Integrating automated trading into your strategy through the DupliTrade platform, will effectively allow you to copy the trades of our highly experienced and vetted traders. During periods of high volatility, automated trading can act as a safety net, providing you with a feeling of assurance knowing that the decisions have been left up to our experienced traders.
Make a Good Plan
Having a plan and having a good plan are two very different things. When beginning to trade Forex it's important that as part of your trading strategy, you put a plan into place that protects your gains and minimize potential for risk of losses.
This can be done by testing out your strategy using a free trading simulator, like the one offered by DupliTrade. Using this trading simulator, you will be able to test out strategies and evaluate any changes that need to be made.
Regardless if the market is in turmoil, or stable. Having a good plan in place is just sensical and is the cornerstone of any trader’s long-term plan.
Leave It To The Professionals
Sometimes during times of extreme volatility it's best to surrender to a higher power. Not the 12 step AA ‘higher power’, an EA Platform ‘higher power’.
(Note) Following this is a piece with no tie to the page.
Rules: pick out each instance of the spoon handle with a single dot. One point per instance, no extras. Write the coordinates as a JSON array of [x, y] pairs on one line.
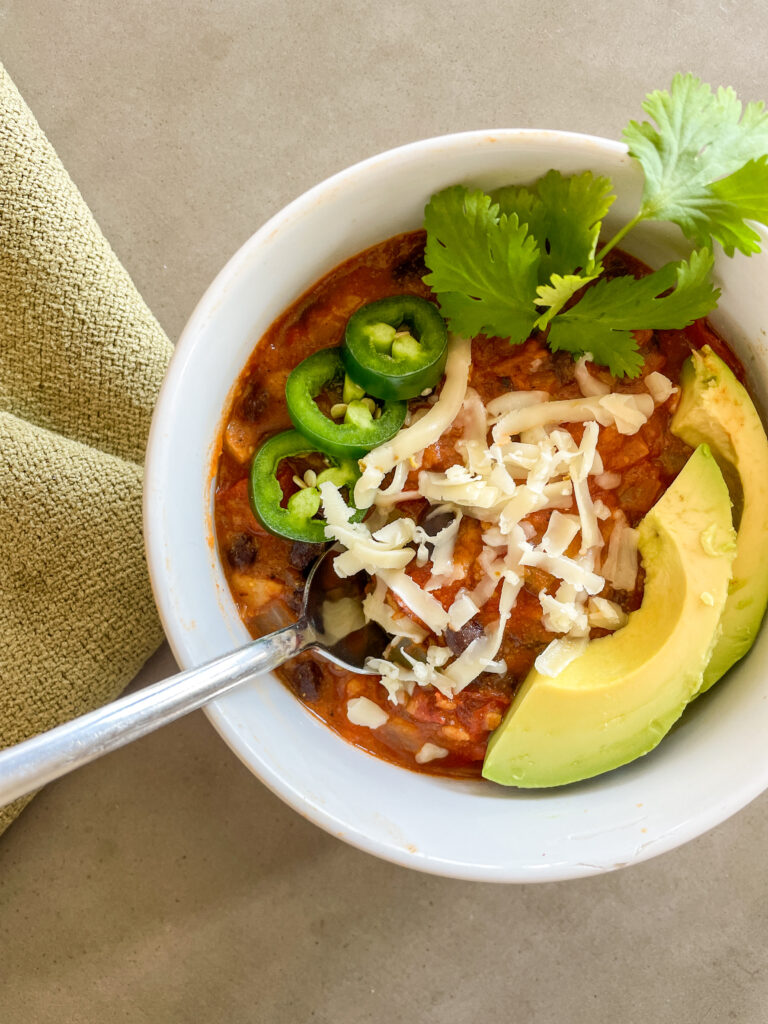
[[34, 762]]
Signing up and taking advantage of an Expert Advisor platform like DupliTrade, allows you to add an element of “set it and forget it” to your trading strategy, all the while having a sense of confidence that your portfolio is being managed by top traders.
Expert Advisor platforms are there to provide you with an alternative to having to monitor the market 24/7, which as we know, during times of extreme volatility, is necessary. It removes the potential to trade based on emotion and simply executes your trades based on the technical analysis of experienced professionals.
Be Patient, Good Things Come To Those Who Wait
It can’t be said enough that patience is one of the most important attributes of a successful Forex trader. Regardless of the market conditions, patience will determine your ability to hold off on making snap decisions, and the ability to hold on for something greater.
Keeping these tips in mind could mean the difference between coming out of a bear market with gains, or potentially not coming out at all. Do your research, put a good plan in place, continuously evaluate and test your trading strategy, your portfolio will thank you.